We wanted to build a free, open, configurable interface that allows anyone to control their computer using just their eyes, head movements, or blinking. The goal was to create something lightweight, flexible, and customizable—something that could be adapted for gaming, accessibility, research, or general computer control.
OpenInteraction turns a webcam into a full human-computer interaction system. It includes:
- Eye tracking using a machine-learning gaze model
- Head tracking using MediaPipe 3D facial landmarks
- Customizable actions, including cursor movement or mapping gaze/head direction to keyboard presses
- Blink detection with optional double-blink clicking
- Live overlays visualizing gaze, boundaries, and head motion
- Fully customizable settings, including thresholds, actions, overlay sizes, and key bindings
- A GUI configuration tool with real-time saving to JSON
- Hotkeys for pause (P), recenter (C), and exit
- Calibration mode to align the model to the user
OpenInteraction functions as a standalone alternative to eye-tracking hardware, enabling hands-free control and accessibility interaction.
- Python for all core logic
- OpenCV for camera capture
- MediaPipe Face Mesh for head pose features
- Open Souce Gaze Estimation (EyeTrax)
- KDE smoothing to stabilize outputs
- PyQt5 for rendering overlays
- Tkinter for the configuration GUI
- pynput for keyboard simulation and hotkeys
- pyautogui for cursor control
The project is fully modular and uses handler maps to switch between cursor mode, keypress mode, or idle mode. Configuration is stored in config.json and updated live.
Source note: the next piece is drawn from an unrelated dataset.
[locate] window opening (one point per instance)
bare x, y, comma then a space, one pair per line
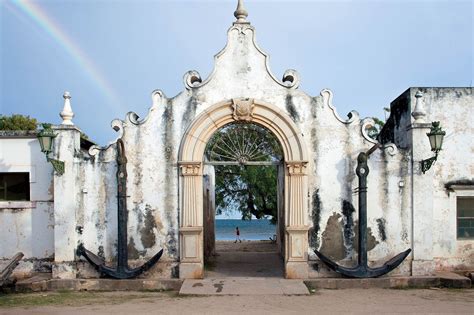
14, 186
- Stabilizing the overlays without flicker
- Mapping gaze coordinates to screen space
- Smoothing movement without adding latency
- Calibration drift in head tracking
- Tkinter trace callbacks saving too aggressively
- Preventing race conditions when saving config
- Blink detection false positives in challenging lighting
- Keeping eye and head control modes modular
- Fixing overlays disappearing off-screen
Building a system that combines ML, CV, GUI frameworks, and OS-level input required precise coordination.
- Complete eye- and head-tracking interface using only a webcam
- Clean, real-time updating settings GUI
- Reliable double-blink clicking
- Three configurable overlays with live feedback
- Highly customizable thresholds, keybindings, and overlay settings
- Real-time smoothing for stable predictions
- Enabling full hands-free PC control
This project brings advanced accessibility functionality to anyone with a standard laptop camera.
- Integrating ML-based gaze tracking with CV-based head tracking
- Building smoothing filters for noisy model output
- Structuring multi-system real-time Python applications
- Running Tkinter and PyQt without blocking each other
- Importance of calibration and recenter hotkeys
- Designing UI for accessibility-focused users
- Creating modular handler maps
- Robust blink detection across lighting/face variations
- More customizable gaze-to-key system
- Additional keybind customizability
- More overlay customization
- Support for hardware eye-trackers
- Gaming modes (e.g., joystick emulation)
- YOLO-based player tracking in games
- Multi-monitor support
- Plugin system for custom actions
- Integrated on-screen keyboard
- Precision cursor mode
- Standalone installer
- Community-trained model improvements
- Linux and macOS support
The long-term goal is to evolve OpenInteraction into a fully open-source, customizable accessibility platform anyone can use and build upon.